Abstract

The next several decades pose enormous challenges and opportunities for the global oil and gas industry. While oil and gas will continue to be used for decades to come, it is now recognized that enormous quantities of CO2 have to be stored in subsurface geologic formations to reach global decarbonization goals. International bodies, countries (including China and the United States the world’s two largest greenhouse gas emitters), and 25% of Fortune 500 companies have all established net-zero emission goals by mid-century. In this talk, I will focus on several geomechanical issues that have to be considered to ensure long-term storage efficacy. While it has been long recognized that changes in reservoir pressure should not exceed the pressure at which hydraulic fracturing might occur of seal formations, this presentation will focus on some other issues that have not been sufficiently addressed. First, it is important to identify potentially active faults to limit the possibility that injection-related increases in pore pressure could induce seismic, or aseismic, slip-on known faults.
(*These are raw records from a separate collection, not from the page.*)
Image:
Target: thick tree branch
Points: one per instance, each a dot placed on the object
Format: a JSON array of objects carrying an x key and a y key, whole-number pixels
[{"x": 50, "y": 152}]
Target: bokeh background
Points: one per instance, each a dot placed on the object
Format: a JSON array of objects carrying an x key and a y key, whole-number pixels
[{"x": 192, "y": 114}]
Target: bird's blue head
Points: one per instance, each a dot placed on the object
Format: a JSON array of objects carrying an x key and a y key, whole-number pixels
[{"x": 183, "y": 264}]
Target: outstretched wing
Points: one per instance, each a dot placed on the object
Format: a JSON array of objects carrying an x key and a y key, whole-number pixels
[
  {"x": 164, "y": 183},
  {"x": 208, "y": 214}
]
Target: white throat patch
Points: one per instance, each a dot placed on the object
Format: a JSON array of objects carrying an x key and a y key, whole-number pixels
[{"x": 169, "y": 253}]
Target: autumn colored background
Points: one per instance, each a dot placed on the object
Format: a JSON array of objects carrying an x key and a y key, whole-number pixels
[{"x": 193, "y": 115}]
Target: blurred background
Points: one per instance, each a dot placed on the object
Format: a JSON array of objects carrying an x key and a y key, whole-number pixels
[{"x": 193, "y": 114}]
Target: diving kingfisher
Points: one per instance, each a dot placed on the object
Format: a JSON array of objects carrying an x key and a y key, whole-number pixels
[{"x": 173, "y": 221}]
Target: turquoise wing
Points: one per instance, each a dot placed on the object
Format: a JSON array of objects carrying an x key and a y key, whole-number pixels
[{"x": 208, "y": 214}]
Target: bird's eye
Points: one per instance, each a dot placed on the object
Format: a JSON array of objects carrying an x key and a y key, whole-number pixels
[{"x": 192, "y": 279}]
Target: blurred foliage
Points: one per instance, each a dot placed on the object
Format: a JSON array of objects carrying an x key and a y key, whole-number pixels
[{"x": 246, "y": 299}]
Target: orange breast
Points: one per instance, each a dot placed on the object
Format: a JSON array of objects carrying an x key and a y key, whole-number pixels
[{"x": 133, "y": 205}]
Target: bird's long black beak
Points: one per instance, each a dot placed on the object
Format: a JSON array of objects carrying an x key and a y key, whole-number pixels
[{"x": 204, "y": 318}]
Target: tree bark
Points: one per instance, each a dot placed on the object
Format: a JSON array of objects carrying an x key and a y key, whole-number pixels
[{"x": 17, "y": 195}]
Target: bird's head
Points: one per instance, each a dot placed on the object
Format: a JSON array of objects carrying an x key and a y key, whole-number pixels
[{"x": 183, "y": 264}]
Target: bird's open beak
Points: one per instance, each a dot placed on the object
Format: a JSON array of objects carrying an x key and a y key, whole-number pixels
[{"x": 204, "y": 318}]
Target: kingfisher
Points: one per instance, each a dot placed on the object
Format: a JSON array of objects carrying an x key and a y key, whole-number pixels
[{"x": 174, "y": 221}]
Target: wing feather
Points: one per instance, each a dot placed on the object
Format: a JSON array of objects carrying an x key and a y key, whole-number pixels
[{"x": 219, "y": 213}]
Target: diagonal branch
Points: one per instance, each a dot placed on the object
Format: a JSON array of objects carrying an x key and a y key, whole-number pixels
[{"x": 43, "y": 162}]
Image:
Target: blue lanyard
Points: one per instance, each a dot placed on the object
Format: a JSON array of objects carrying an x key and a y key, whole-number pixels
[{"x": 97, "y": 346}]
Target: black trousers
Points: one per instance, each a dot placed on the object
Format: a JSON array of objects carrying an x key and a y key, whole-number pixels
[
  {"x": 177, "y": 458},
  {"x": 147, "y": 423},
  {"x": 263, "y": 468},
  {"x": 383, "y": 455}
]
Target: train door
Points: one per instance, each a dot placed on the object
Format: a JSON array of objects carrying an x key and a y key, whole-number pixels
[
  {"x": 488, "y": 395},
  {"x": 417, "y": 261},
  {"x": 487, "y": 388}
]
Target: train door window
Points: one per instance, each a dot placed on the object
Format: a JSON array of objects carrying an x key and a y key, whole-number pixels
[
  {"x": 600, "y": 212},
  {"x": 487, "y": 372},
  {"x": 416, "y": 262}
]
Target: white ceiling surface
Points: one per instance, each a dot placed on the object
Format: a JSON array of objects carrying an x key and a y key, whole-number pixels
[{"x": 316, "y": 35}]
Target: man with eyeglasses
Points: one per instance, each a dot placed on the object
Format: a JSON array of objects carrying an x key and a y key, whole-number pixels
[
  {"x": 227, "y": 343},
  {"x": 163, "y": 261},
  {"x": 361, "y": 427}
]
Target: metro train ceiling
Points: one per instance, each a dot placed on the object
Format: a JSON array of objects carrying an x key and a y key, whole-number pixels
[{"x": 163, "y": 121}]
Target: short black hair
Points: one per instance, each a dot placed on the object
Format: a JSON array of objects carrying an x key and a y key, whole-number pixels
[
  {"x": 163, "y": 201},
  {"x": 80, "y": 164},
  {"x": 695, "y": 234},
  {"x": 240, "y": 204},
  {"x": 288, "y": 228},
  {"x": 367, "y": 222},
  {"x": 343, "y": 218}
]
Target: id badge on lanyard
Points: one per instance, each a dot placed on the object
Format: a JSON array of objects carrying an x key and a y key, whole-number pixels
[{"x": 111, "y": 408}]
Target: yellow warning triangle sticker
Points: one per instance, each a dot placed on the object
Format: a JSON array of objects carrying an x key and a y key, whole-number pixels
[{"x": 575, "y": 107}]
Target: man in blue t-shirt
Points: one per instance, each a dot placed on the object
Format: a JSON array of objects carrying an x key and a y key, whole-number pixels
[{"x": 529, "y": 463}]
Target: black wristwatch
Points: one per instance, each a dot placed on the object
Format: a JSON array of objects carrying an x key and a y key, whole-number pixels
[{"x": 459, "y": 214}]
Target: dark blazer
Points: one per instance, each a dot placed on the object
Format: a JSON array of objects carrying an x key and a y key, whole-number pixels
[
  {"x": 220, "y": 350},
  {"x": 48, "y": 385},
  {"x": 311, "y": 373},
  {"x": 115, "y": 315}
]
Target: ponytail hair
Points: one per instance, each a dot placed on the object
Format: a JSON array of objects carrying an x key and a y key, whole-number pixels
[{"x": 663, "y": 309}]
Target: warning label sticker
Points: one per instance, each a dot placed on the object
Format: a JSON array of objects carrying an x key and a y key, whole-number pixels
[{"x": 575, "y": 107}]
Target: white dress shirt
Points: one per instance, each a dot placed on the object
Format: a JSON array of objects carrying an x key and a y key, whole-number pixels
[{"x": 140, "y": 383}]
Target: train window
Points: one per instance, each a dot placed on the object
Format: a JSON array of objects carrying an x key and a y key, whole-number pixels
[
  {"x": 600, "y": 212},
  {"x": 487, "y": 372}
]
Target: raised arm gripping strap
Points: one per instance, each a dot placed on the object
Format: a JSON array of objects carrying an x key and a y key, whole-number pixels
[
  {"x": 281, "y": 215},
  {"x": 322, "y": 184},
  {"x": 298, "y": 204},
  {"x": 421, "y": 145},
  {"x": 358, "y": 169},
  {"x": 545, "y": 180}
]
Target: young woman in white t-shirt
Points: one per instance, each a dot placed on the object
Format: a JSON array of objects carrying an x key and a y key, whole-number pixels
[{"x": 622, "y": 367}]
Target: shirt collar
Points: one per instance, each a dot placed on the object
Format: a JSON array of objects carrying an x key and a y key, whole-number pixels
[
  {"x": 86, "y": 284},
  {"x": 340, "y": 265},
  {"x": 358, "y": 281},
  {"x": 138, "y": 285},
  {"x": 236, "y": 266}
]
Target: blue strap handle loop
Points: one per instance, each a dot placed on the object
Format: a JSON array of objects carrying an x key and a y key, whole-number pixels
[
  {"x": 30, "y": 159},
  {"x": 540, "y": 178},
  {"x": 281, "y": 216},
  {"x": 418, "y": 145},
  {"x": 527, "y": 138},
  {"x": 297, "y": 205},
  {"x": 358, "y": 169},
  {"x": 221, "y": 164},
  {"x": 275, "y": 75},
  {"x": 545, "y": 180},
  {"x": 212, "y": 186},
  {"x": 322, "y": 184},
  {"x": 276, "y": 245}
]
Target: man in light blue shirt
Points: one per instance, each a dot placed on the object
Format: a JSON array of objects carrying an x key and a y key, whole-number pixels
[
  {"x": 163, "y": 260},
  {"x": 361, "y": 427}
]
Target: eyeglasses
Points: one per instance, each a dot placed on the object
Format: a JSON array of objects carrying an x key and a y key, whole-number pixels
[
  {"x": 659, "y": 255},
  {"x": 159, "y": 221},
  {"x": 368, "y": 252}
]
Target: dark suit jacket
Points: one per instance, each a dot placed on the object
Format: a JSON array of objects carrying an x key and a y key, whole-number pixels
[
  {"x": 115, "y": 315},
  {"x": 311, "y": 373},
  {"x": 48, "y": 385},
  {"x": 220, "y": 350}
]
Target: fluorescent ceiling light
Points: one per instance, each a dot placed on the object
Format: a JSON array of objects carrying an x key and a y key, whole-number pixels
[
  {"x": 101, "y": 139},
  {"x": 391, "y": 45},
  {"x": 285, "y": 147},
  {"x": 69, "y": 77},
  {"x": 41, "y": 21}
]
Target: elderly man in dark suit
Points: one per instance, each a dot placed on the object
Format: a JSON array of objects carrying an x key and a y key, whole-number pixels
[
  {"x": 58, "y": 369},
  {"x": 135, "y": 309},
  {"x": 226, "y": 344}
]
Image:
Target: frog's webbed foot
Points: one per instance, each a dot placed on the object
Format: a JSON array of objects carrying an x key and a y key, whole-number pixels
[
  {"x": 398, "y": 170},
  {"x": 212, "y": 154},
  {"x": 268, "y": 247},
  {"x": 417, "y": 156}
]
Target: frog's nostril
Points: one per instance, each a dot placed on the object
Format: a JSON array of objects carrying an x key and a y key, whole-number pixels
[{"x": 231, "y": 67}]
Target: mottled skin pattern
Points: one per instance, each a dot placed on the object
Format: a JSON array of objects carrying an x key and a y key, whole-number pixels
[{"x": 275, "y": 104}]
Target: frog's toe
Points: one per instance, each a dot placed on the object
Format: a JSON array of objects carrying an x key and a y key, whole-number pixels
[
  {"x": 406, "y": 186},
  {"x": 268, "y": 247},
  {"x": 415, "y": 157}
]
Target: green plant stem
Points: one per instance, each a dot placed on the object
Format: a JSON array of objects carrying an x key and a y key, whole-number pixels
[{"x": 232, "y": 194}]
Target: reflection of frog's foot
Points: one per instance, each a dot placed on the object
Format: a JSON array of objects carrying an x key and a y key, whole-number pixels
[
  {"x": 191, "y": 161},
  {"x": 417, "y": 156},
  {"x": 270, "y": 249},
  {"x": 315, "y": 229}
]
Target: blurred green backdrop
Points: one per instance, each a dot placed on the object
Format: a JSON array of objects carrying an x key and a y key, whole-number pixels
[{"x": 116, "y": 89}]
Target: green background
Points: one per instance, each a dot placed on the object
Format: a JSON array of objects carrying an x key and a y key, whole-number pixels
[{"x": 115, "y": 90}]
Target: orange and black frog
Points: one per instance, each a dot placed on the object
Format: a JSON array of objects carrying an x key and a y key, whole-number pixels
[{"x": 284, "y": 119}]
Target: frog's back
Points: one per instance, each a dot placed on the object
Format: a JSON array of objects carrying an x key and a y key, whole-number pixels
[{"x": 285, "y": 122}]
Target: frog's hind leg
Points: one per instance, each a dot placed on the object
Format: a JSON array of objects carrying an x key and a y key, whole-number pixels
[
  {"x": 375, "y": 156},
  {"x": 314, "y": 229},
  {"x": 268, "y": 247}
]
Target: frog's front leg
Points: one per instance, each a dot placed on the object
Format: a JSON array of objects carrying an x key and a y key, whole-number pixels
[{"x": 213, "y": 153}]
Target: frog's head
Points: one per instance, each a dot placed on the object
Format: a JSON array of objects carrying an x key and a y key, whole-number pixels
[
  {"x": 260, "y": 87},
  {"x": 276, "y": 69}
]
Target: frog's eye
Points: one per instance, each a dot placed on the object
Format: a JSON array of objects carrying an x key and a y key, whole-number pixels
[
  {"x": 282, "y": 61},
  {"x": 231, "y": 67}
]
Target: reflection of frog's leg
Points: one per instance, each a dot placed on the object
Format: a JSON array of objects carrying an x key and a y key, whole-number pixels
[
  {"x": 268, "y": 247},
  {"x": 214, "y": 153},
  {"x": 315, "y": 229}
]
Also, as existing evidence shows that potentially active faults (and the damage zones that surround them) are permeable, the presence of potentially active faults represent possible leakage pathways that should be avoided, even when injection-related pressure changes are too small to induce fault slip. Second, when utilizing depleted oil and gas reservoirs for long-term storage of CO2, it is important to understand both the mechanical changes of the reservoir rocks and the stress changes that resulted from depletion. Such knowledge is required to predict how pressure (and the poroelastic stress changes) associated with CO2 injection will affect the reservoir. Finally, from the perspective of induced seismicity, it is critically important to identify reservoirs with both top seals and bottom seals to avoid pressure communication to potentially active faults in the basement.